Chlorotoxin, a small peptide derived from scorpion venom, targets cancer cells via a phosphatidylinositol phosphate

Abstract

5520

Chlorotoxin, also called TM-601, is a 36-amino acid peptide originally derived from the venom of the Giant Israeli scorpion Leiurus quinquestriatus. In previous studies, chlorotoxin appeared to bind specifically to glioblastoma cell lines and glioblastoma sections, but not to normal brain tissue, and tumor-specific binding was later extended to neuroectodermal tissue. In the present study, using colorimetric binding assays, histochemical staining, and FACS analysis, we demonstrate that chlorotoxin binds to multiple human cancer cell lines and tissues, including solid tumors (glioma, lung, breast, prostate, melanoma, colorectal), as well as hematologic tumor cell lines (leukemia, lymphoma, myeloma). Furthermore, we have dissected the amino acid sequence of chlorotoxin and demonstrated that there are two distinct binding domains in this small molecule, designated α and β, each capable of binding tumor cells. The specific target and mechanism of action of chlorotoxin has remained unclear. To address this, multiple human tumor cell lines were used to localize chlorotoxin binding. In all cell lines tested, chlorotoxin binding was predominantly localized to cellular lamellipodia, organelles involved in signal transduction, cell invasion, adhesion, and motility.

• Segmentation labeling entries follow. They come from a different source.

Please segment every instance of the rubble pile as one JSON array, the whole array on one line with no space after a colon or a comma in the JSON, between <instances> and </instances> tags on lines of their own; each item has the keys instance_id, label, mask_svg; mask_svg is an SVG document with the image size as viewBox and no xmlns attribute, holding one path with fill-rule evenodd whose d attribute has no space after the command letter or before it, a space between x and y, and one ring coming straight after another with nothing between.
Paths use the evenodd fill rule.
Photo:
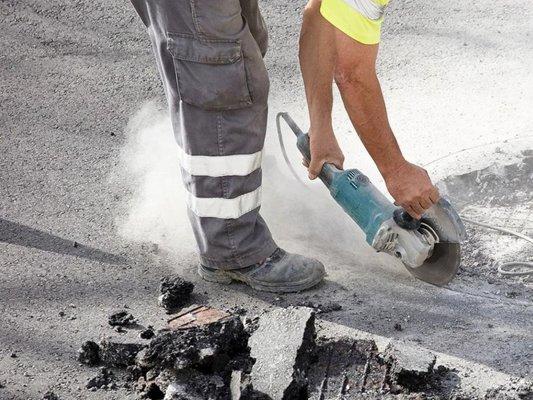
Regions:
<instances>
[{"instance_id":1,"label":"rubble pile","mask_svg":"<svg viewBox=\"0 0 533 400\"><path fill-rule=\"evenodd\" d=\"M166 276L161 279L158 303L167 312L173 312L188 304L194 284L177 275Z\"/></svg>"},{"instance_id":2,"label":"rubble pile","mask_svg":"<svg viewBox=\"0 0 533 400\"><path fill-rule=\"evenodd\" d=\"M162 288L191 287L180 280L164 280ZM160 329L139 325L134 338L85 342L78 360L99 366L89 390L126 388L139 399L378 399L438 390L431 353L392 343L380 354L373 341L317 339L315 313L287 307L250 318L192 305Z\"/></svg>"}]
</instances>

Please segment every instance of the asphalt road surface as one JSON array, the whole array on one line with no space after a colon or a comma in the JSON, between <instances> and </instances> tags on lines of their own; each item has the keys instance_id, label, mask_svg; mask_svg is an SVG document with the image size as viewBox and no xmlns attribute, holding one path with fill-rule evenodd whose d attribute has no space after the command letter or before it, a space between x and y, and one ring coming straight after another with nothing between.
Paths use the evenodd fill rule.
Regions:
<instances>
[{"instance_id":1,"label":"asphalt road surface","mask_svg":"<svg viewBox=\"0 0 533 400\"><path fill-rule=\"evenodd\" d=\"M262 1L272 116L289 110L305 126L297 66L303 4ZM533 148L532 15L533 3L517 0L392 2L379 73L413 162L443 158L430 171L444 177L496 160L494 147L501 156L503 146L502 162ZM143 324L161 325L157 286L173 272L195 282L197 301L250 314L338 302L342 310L322 318L339 331L404 338L479 366L469 372L474 386L482 371L481 388L499 373L532 378L530 288L510 298L481 281L449 288L415 281L364 244L318 183L305 191L290 180L273 124L264 214L283 247L318 257L329 276L308 293L285 296L200 281L165 145L162 87L133 9L115 0L3 0L0 17L1 399L38 399L49 388L65 399L133 398L86 391L95 371L78 365L76 351L113 334L107 314L124 305ZM347 164L380 184L335 107Z\"/></svg>"}]
</instances>

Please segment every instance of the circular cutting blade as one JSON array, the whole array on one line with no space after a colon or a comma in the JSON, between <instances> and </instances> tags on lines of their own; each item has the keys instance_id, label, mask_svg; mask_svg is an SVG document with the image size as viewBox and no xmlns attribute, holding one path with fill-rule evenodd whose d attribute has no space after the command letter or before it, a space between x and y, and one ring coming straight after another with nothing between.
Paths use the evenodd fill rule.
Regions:
<instances>
[{"instance_id":1,"label":"circular cutting blade","mask_svg":"<svg viewBox=\"0 0 533 400\"><path fill-rule=\"evenodd\" d=\"M422 217L422 222L429 225L438 236L431 256L424 263L407 270L416 278L437 286L449 283L457 274L461 263L461 241L466 232L461 218L445 199L441 198Z\"/></svg>"},{"instance_id":2,"label":"circular cutting blade","mask_svg":"<svg viewBox=\"0 0 533 400\"><path fill-rule=\"evenodd\" d=\"M436 243L431 256L420 267L405 268L416 278L437 286L449 283L457 274L461 263L459 243Z\"/></svg>"}]
</instances>

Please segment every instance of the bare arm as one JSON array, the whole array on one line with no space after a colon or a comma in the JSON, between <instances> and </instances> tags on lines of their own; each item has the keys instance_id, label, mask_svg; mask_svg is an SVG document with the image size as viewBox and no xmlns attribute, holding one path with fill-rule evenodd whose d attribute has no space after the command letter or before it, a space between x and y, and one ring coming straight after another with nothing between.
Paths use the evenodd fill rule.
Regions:
<instances>
[{"instance_id":1,"label":"bare arm","mask_svg":"<svg viewBox=\"0 0 533 400\"><path fill-rule=\"evenodd\" d=\"M331 125L333 73L336 49L332 46L333 27L319 13L320 3L309 2L304 11L300 34L300 69L309 108L309 137L312 160L309 178L315 179L324 163L343 167L344 155Z\"/></svg>"},{"instance_id":2,"label":"bare arm","mask_svg":"<svg viewBox=\"0 0 533 400\"><path fill-rule=\"evenodd\" d=\"M300 66L311 121L309 176L315 178L324 162L337 165L344 159L331 127L334 78L350 120L390 194L413 217L420 218L439 195L427 172L405 160L389 125L375 71L378 46L348 37L329 24L319 10L320 1L311 0L300 37Z\"/></svg>"}]
</instances>

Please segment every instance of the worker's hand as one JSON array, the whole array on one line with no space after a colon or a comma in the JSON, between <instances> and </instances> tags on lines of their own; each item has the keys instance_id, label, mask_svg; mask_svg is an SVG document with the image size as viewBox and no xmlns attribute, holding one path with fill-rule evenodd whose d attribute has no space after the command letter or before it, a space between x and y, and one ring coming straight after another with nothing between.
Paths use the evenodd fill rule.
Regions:
<instances>
[{"instance_id":1,"label":"worker's hand","mask_svg":"<svg viewBox=\"0 0 533 400\"><path fill-rule=\"evenodd\" d=\"M342 169L344 154L339 147L333 131L309 132L309 144L311 147L311 162L303 160L307 167L309 179L313 180L320 174L324 163L330 163Z\"/></svg>"},{"instance_id":2,"label":"worker's hand","mask_svg":"<svg viewBox=\"0 0 533 400\"><path fill-rule=\"evenodd\" d=\"M427 171L410 162L404 161L383 177L396 204L413 218L420 219L439 200L439 191L431 183Z\"/></svg>"}]
</instances>

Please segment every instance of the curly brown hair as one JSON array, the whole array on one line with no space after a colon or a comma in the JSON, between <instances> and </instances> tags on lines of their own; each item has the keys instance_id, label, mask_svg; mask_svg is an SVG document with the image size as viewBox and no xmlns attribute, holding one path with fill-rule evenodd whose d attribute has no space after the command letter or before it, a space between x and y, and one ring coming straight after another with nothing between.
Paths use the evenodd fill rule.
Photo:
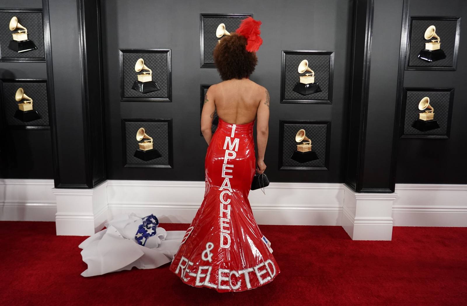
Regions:
<instances>
[{"instance_id":1,"label":"curly brown hair","mask_svg":"<svg viewBox=\"0 0 467 306\"><path fill-rule=\"evenodd\" d=\"M235 32L226 35L214 48L214 62L223 80L248 77L258 63L255 52L247 51L247 39Z\"/></svg>"}]
</instances>

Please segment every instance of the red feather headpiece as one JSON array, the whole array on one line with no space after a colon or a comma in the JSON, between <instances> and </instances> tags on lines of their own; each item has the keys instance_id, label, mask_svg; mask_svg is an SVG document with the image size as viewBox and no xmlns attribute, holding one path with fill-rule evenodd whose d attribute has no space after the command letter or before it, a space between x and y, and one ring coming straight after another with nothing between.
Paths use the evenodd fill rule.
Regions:
<instances>
[{"instance_id":1,"label":"red feather headpiece","mask_svg":"<svg viewBox=\"0 0 467 306\"><path fill-rule=\"evenodd\" d=\"M256 52L262 43L262 39L260 37L261 25L261 21L259 20L255 20L251 17L248 17L241 21L240 26L235 30L239 35L247 38L247 51Z\"/></svg>"}]
</instances>

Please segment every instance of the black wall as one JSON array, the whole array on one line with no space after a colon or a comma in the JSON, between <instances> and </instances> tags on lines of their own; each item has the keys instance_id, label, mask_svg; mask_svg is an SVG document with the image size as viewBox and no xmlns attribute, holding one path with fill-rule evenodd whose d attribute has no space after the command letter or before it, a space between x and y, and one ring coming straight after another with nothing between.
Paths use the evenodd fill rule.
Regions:
<instances>
[{"instance_id":1,"label":"black wall","mask_svg":"<svg viewBox=\"0 0 467 306\"><path fill-rule=\"evenodd\" d=\"M203 181L207 145L200 136L200 84L221 81L199 68L199 14L253 13L262 45L251 76L270 97L265 157L272 181L342 181L347 141L353 2L246 0L106 1L101 3L108 178ZM235 29L229 29L233 31ZM171 102L120 102L119 49L171 49ZM332 104L280 104L282 50L335 50ZM173 169L124 168L121 118L173 118ZM329 171L278 170L279 119L331 120Z\"/></svg>"},{"instance_id":2,"label":"black wall","mask_svg":"<svg viewBox=\"0 0 467 306\"><path fill-rule=\"evenodd\" d=\"M403 48L410 16L462 16L464 1L334 0L304 7L283 0L6 0L0 8L43 3L51 41L47 62L0 62L0 77L48 80L51 129L6 129L1 122L2 177L53 178L58 188L78 188L106 178L203 180L200 84L220 80L215 69L199 68L199 14L236 13L263 22L251 78L271 96L265 162L272 181L345 181L369 192L390 192L396 182L467 183L465 21L456 71L406 70ZM120 101L120 49L171 49L171 102ZM282 50L335 51L332 104L280 103ZM455 89L449 139L400 138L404 87ZM124 167L122 118L172 118L173 168ZM328 171L278 169L280 119L332 121Z\"/></svg>"},{"instance_id":3,"label":"black wall","mask_svg":"<svg viewBox=\"0 0 467 306\"><path fill-rule=\"evenodd\" d=\"M42 0L0 2L0 9L42 7ZM0 62L0 78L47 79L46 63ZM7 129L3 118L0 121L0 175L7 178L53 179L50 131Z\"/></svg>"},{"instance_id":4,"label":"black wall","mask_svg":"<svg viewBox=\"0 0 467 306\"><path fill-rule=\"evenodd\" d=\"M406 87L455 89L449 139L398 139L396 181L407 183L466 184L467 2L462 0L410 0L408 7L409 14L411 16L461 16L460 39L456 71L404 70L400 76L403 86ZM400 59L402 61L404 58Z\"/></svg>"}]
</instances>

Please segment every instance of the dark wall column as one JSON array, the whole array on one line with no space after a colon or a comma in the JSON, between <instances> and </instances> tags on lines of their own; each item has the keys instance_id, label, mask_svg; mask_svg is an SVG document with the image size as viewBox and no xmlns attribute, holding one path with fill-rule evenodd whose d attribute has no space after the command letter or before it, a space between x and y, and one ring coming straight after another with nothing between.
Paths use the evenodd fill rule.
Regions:
<instances>
[{"instance_id":1,"label":"dark wall column","mask_svg":"<svg viewBox=\"0 0 467 306\"><path fill-rule=\"evenodd\" d=\"M104 131L99 3L49 2L55 99L55 186L92 188L105 179L99 140Z\"/></svg>"},{"instance_id":2,"label":"dark wall column","mask_svg":"<svg viewBox=\"0 0 467 306\"><path fill-rule=\"evenodd\" d=\"M403 0L355 2L346 183L394 192L391 171Z\"/></svg>"}]
</instances>

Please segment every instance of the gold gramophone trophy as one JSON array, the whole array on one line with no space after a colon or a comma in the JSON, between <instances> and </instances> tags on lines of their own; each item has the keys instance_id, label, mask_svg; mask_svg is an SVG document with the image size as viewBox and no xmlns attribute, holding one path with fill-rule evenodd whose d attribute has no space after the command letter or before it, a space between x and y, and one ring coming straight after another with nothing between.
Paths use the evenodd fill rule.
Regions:
<instances>
[{"instance_id":1,"label":"gold gramophone trophy","mask_svg":"<svg viewBox=\"0 0 467 306\"><path fill-rule=\"evenodd\" d=\"M300 82L295 83L292 90L304 96L322 91L319 85L315 83L315 72L308 67L308 61L302 61L298 65L297 70L300 74L306 71L310 71L311 73L305 73L304 76L300 76Z\"/></svg>"},{"instance_id":2,"label":"gold gramophone trophy","mask_svg":"<svg viewBox=\"0 0 467 306\"><path fill-rule=\"evenodd\" d=\"M299 145L297 145L297 150L294 151L290 158L299 163L304 163L318 159L316 153L311 151L311 140L305 136L305 130L303 129L299 130L295 135L295 141L300 142L304 141Z\"/></svg>"},{"instance_id":3,"label":"gold gramophone trophy","mask_svg":"<svg viewBox=\"0 0 467 306\"><path fill-rule=\"evenodd\" d=\"M230 33L226 29L226 25L221 23L217 27L217 29L216 30L216 36L217 36L218 38L220 38L224 35L230 35ZM218 40L217 42L220 42L220 40Z\"/></svg>"},{"instance_id":4,"label":"gold gramophone trophy","mask_svg":"<svg viewBox=\"0 0 467 306\"><path fill-rule=\"evenodd\" d=\"M434 62L446 58L446 55L441 49L441 40L436 35L436 28L434 26L430 26L425 31L425 39L431 39L433 37L436 39L425 43L425 49L420 51L418 58L427 62Z\"/></svg>"},{"instance_id":5,"label":"gold gramophone trophy","mask_svg":"<svg viewBox=\"0 0 467 306\"><path fill-rule=\"evenodd\" d=\"M24 52L37 49L37 47L32 41L28 39L28 30L18 22L18 18L14 16L10 21L10 30L14 31L18 29L15 33L12 33L13 40L10 41L8 48L17 52Z\"/></svg>"},{"instance_id":6,"label":"gold gramophone trophy","mask_svg":"<svg viewBox=\"0 0 467 306\"><path fill-rule=\"evenodd\" d=\"M28 122L41 118L37 111L33 109L32 99L24 93L22 88L20 87L16 90L14 99L18 102L24 100L22 103L18 104L19 109L17 110L14 113L15 118L23 122Z\"/></svg>"},{"instance_id":7,"label":"gold gramophone trophy","mask_svg":"<svg viewBox=\"0 0 467 306\"><path fill-rule=\"evenodd\" d=\"M134 156L145 161L148 161L162 156L159 151L153 146L152 137L148 136L144 131L144 128L141 127L136 133L136 140L140 141L143 139L149 140L143 140L142 142L138 144L139 147L134 151Z\"/></svg>"},{"instance_id":8,"label":"gold gramophone trophy","mask_svg":"<svg viewBox=\"0 0 467 306\"><path fill-rule=\"evenodd\" d=\"M418 109L420 111L425 110L425 111L418 114L418 118L414 121L412 127L422 132L439 127L438 120L434 118L434 109L430 105L430 98L425 97L420 100L418 103Z\"/></svg>"},{"instance_id":9,"label":"gold gramophone trophy","mask_svg":"<svg viewBox=\"0 0 467 306\"><path fill-rule=\"evenodd\" d=\"M134 71L139 72L142 70L148 71L143 71L142 73L138 75L138 80L134 81L131 88L142 93L148 93L160 90L157 83L152 80L152 70L144 64L144 60L140 58L136 61L136 63L134 65Z\"/></svg>"}]
</instances>

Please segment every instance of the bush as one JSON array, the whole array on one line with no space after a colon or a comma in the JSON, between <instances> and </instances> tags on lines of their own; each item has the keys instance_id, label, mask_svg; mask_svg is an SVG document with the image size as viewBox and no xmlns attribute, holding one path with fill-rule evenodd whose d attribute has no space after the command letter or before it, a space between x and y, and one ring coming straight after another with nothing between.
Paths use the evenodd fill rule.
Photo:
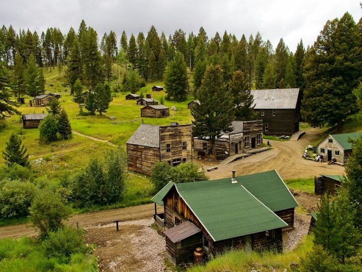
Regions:
<instances>
[{"instance_id":1,"label":"bush","mask_svg":"<svg viewBox=\"0 0 362 272\"><path fill-rule=\"evenodd\" d=\"M0 216L3 218L24 217L36 193L29 182L3 180L0 182Z\"/></svg>"}]
</instances>

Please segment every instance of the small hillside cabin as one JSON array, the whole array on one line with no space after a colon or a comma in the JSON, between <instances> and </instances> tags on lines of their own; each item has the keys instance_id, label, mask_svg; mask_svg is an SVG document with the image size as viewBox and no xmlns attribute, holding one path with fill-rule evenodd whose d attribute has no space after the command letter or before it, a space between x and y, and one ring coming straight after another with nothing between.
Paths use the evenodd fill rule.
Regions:
<instances>
[{"instance_id":1,"label":"small hillside cabin","mask_svg":"<svg viewBox=\"0 0 362 272\"><path fill-rule=\"evenodd\" d=\"M328 192L332 194L336 193L337 188L341 185L340 181L343 176L324 175L320 177L314 177L314 193L323 194Z\"/></svg>"},{"instance_id":2,"label":"small hillside cabin","mask_svg":"<svg viewBox=\"0 0 362 272\"><path fill-rule=\"evenodd\" d=\"M262 147L262 120L233 121L233 130L224 133L215 142L216 156L221 158ZM194 150L201 155L211 154L207 139L194 138Z\"/></svg>"},{"instance_id":3,"label":"small hillside cabin","mask_svg":"<svg viewBox=\"0 0 362 272\"><path fill-rule=\"evenodd\" d=\"M129 94L126 96L126 100L137 100L139 99L139 95L136 94Z\"/></svg>"},{"instance_id":4,"label":"small hillside cabin","mask_svg":"<svg viewBox=\"0 0 362 272\"><path fill-rule=\"evenodd\" d=\"M258 118L265 135L291 135L299 131L299 88L252 90Z\"/></svg>"},{"instance_id":5,"label":"small hillside cabin","mask_svg":"<svg viewBox=\"0 0 362 272\"><path fill-rule=\"evenodd\" d=\"M141 109L141 117L162 118L169 116L169 108L163 105L149 105Z\"/></svg>"},{"instance_id":6,"label":"small hillside cabin","mask_svg":"<svg viewBox=\"0 0 362 272\"><path fill-rule=\"evenodd\" d=\"M195 107L196 105L200 105L200 101L199 100L194 100L188 104L188 108L191 109L193 107Z\"/></svg>"},{"instance_id":7,"label":"small hillside cabin","mask_svg":"<svg viewBox=\"0 0 362 272\"><path fill-rule=\"evenodd\" d=\"M163 87L162 86L155 85L152 88L152 89L153 92L159 92L160 91L163 90Z\"/></svg>"},{"instance_id":8,"label":"small hillside cabin","mask_svg":"<svg viewBox=\"0 0 362 272\"><path fill-rule=\"evenodd\" d=\"M29 103L31 107L42 107L48 105L52 99L59 99L60 96L60 95L55 93L42 94L34 97Z\"/></svg>"},{"instance_id":9,"label":"small hillside cabin","mask_svg":"<svg viewBox=\"0 0 362 272\"><path fill-rule=\"evenodd\" d=\"M149 106L158 105L158 101L153 98L140 98L137 101L137 103L141 106Z\"/></svg>"},{"instance_id":10,"label":"small hillside cabin","mask_svg":"<svg viewBox=\"0 0 362 272\"><path fill-rule=\"evenodd\" d=\"M191 124L156 126L141 124L127 142L128 169L150 175L159 162L175 166L192 161Z\"/></svg>"},{"instance_id":11,"label":"small hillside cabin","mask_svg":"<svg viewBox=\"0 0 362 272\"><path fill-rule=\"evenodd\" d=\"M323 155L324 161L334 161L345 164L352 154L352 144L348 139L355 140L360 132L346 133L328 135L317 145L318 152Z\"/></svg>"},{"instance_id":12,"label":"small hillside cabin","mask_svg":"<svg viewBox=\"0 0 362 272\"><path fill-rule=\"evenodd\" d=\"M40 114L24 114L22 117L23 127L24 128L37 128L40 122L48 114L42 113Z\"/></svg>"},{"instance_id":13,"label":"small hillside cabin","mask_svg":"<svg viewBox=\"0 0 362 272\"><path fill-rule=\"evenodd\" d=\"M197 247L208 259L232 249L283 250L282 230L293 227L298 206L294 197L275 170L234 174L170 182L152 198L156 224L166 230L166 256L172 263L192 261ZM157 205L163 206L163 214L157 213Z\"/></svg>"}]
</instances>

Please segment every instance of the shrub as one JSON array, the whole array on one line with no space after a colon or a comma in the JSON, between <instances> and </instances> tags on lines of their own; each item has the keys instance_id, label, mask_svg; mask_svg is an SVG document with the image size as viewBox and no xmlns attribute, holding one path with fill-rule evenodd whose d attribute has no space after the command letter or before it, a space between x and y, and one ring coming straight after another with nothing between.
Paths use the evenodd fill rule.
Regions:
<instances>
[{"instance_id":1,"label":"shrub","mask_svg":"<svg viewBox=\"0 0 362 272\"><path fill-rule=\"evenodd\" d=\"M3 218L24 217L36 193L35 185L29 182L0 182L0 216Z\"/></svg>"}]
</instances>

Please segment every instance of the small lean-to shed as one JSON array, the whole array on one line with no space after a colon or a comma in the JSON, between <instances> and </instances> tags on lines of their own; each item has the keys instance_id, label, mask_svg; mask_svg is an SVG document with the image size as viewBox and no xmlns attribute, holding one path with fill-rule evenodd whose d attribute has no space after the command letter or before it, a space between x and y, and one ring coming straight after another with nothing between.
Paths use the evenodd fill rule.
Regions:
<instances>
[{"instance_id":1,"label":"small lean-to shed","mask_svg":"<svg viewBox=\"0 0 362 272\"><path fill-rule=\"evenodd\" d=\"M149 105L141 109L141 117L162 118L169 116L169 108L163 105Z\"/></svg>"},{"instance_id":2,"label":"small lean-to shed","mask_svg":"<svg viewBox=\"0 0 362 272\"><path fill-rule=\"evenodd\" d=\"M22 117L23 127L24 128L37 128L40 122L48 114L42 113L39 114L24 114Z\"/></svg>"},{"instance_id":3,"label":"small lean-to shed","mask_svg":"<svg viewBox=\"0 0 362 272\"><path fill-rule=\"evenodd\" d=\"M129 94L126 96L126 100L136 100L139 99L139 95L137 94Z\"/></svg>"},{"instance_id":4,"label":"small lean-to shed","mask_svg":"<svg viewBox=\"0 0 362 272\"><path fill-rule=\"evenodd\" d=\"M331 134L317 145L318 152L323 156L323 160L344 164L352 154L352 144L348 139L354 140L361 135L360 132Z\"/></svg>"},{"instance_id":5,"label":"small lean-to shed","mask_svg":"<svg viewBox=\"0 0 362 272\"><path fill-rule=\"evenodd\" d=\"M162 86L155 85L152 88L152 89L153 92L159 92L160 91L163 90L163 87Z\"/></svg>"}]
</instances>

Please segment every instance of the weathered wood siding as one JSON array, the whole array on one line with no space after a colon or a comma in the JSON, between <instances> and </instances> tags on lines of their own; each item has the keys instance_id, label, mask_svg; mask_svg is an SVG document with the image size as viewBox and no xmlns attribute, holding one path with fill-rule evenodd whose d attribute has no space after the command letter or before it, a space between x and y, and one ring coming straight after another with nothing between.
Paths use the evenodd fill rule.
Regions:
<instances>
[{"instance_id":1,"label":"weathered wood siding","mask_svg":"<svg viewBox=\"0 0 362 272\"><path fill-rule=\"evenodd\" d=\"M329 143L328 141L329 140L331 140L332 142ZM321 149L324 149L324 152L322 152ZM348 155L345 154L345 151L347 151L347 154L348 151L344 151L343 149L332 139L330 136L326 137L324 140L323 140L318 145L318 152L319 154L321 154L323 155L323 161L326 162L328 159L328 151L332 151L332 159L334 158L336 159L336 161L339 163L345 163L348 157ZM336 156L335 155L336 151L339 151L339 155ZM350 153L349 153L350 154Z\"/></svg>"},{"instance_id":2,"label":"weathered wood siding","mask_svg":"<svg viewBox=\"0 0 362 272\"><path fill-rule=\"evenodd\" d=\"M169 109L158 109L151 107L145 107L141 109L141 117L162 118L169 116Z\"/></svg>"},{"instance_id":3,"label":"weathered wood siding","mask_svg":"<svg viewBox=\"0 0 362 272\"><path fill-rule=\"evenodd\" d=\"M128 170L150 175L152 168L160 161L159 149L127 144Z\"/></svg>"},{"instance_id":4,"label":"weathered wood siding","mask_svg":"<svg viewBox=\"0 0 362 272\"><path fill-rule=\"evenodd\" d=\"M263 131L266 135L291 135L299 130L299 117L297 110L294 109L276 110L275 116L273 109L264 109L264 116L261 109L254 110L258 114L258 118L263 120ZM265 130L265 124L268 124L268 130Z\"/></svg>"},{"instance_id":5,"label":"weathered wood siding","mask_svg":"<svg viewBox=\"0 0 362 272\"><path fill-rule=\"evenodd\" d=\"M179 159L181 162L192 161L192 130L191 125L161 126L160 133L160 153L161 161L169 161ZM186 149L183 149L183 142L186 142ZM170 145L170 151L167 152L167 145Z\"/></svg>"}]
</instances>

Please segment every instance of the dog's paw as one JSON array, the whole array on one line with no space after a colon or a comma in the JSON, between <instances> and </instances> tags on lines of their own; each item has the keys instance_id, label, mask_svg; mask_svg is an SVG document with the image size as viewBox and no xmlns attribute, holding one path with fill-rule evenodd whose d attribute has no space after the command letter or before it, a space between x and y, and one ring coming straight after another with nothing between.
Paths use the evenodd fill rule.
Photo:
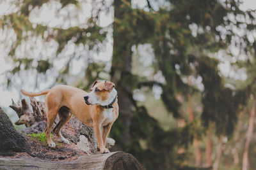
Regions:
<instances>
[{"instance_id":1,"label":"dog's paw","mask_svg":"<svg viewBox=\"0 0 256 170\"><path fill-rule=\"evenodd\" d=\"M53 141L52 141L52 142L50 143L48 143L48 146L49 146L49 147L51 147L51 148L56 148L55 143L54 143Z\"/></svg>"},{"instance_id":2,"label":"dog's paw","mask_svg":"<svg viewBox=\"0 0 256 170\"><path fill-rule=\"evenodd\" d=\"M102 154L109 153L110 151L108 148L104 149L102 152L100 152Z\"/></svg>"},{"instance_id":3,"label":"dog's paw","mask_svg":"<svg viewBox=\"0 0 256 170\"><path fill-rule=\"evenodd\" d=\"M65 143L67 143L67 145L70 145L70 143L69 142L69 141L68 139L65 139L64 138L61 138L60 139L61 140L61 141L63 141Z\"/></svg>"}]
</instances>

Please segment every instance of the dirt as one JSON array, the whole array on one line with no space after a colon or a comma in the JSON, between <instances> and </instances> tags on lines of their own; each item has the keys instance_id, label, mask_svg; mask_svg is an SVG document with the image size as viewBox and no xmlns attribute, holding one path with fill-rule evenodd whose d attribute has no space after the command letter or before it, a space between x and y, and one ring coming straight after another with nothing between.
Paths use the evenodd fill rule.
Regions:
<instances>
[{"instance_id":1,"label":"dirt","mask_svg":"<svg viewBox=\"0 0 256 170\"><path fill-rule=\"evenodd\" d=\"M47 160L74 160L81 155L95 154L95 153L92 152L89 153L83 152L76 145L79 141L79 131L81 127L82 124L81 122L79 122L76 118L72 118L61 130L62 134L70 141L70 145L61 143L56 134L52 134L52 139L56 145L55 148L49 147L46 142L40 142L36 138L22 134L31 148L30 152L0 154L0 157L36 157Z\"/></svg>"},{"instance_id":2,"label":"dirt","mask_svg":"<svg viewBox=\"0 0 256 170\"><path fill-rule=\"evenodd\" d=\"M23 136L31 148L29 152L13 153L13 155L12 156L3 157L2 155L0 157L36 157L47 160L74 160L79 156L88 154L79 150L76 143L72 143L70 145L67 145L60 143L60 139L54 136L52 137L52 139L56 144L55 148L49 147L46 143L39 142L37 139L27 135Z\"/></svg>"}]
</instances>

Because membrane phospholipids are crucial regulatory components of intracellular signaling pathways, the ability of chlorotoxin to bind phosphatidylinositol phosphates was investigated. Using an in vitro binding assay, we illustrate that chlorotoxin binds multiple phosphatidylinositol isoforms and binds with greatest affinity to phosphatidylinositol-4,5-bisphosphate (PI-4,5-P₂), a membrane phospholipid vital to the PI3K-Akt pathway that has been implicated in multiple human cancers. This binding could profoundly affect many cellular functions, including subsequent signal transduction events, cell cycle changes, protein and DNA synthesis, and cell movement. In summary, these data provide solid evidence that chlorotoxin binds multiple human cancer types, including solid and hematologic tumors, and that the α and β domains of chlorotoxin facilitate binding of chlorotoxin to cancer cells through a membrane phosphatidylinositol localized to the lamellipodia of cancer cells. ¹³¹I-TM-601, a synthetic version of chlorotoxin conjugated to a radioisotope of iodine, is currently in Phase II clinical development for the treatment of malignant brain tumors.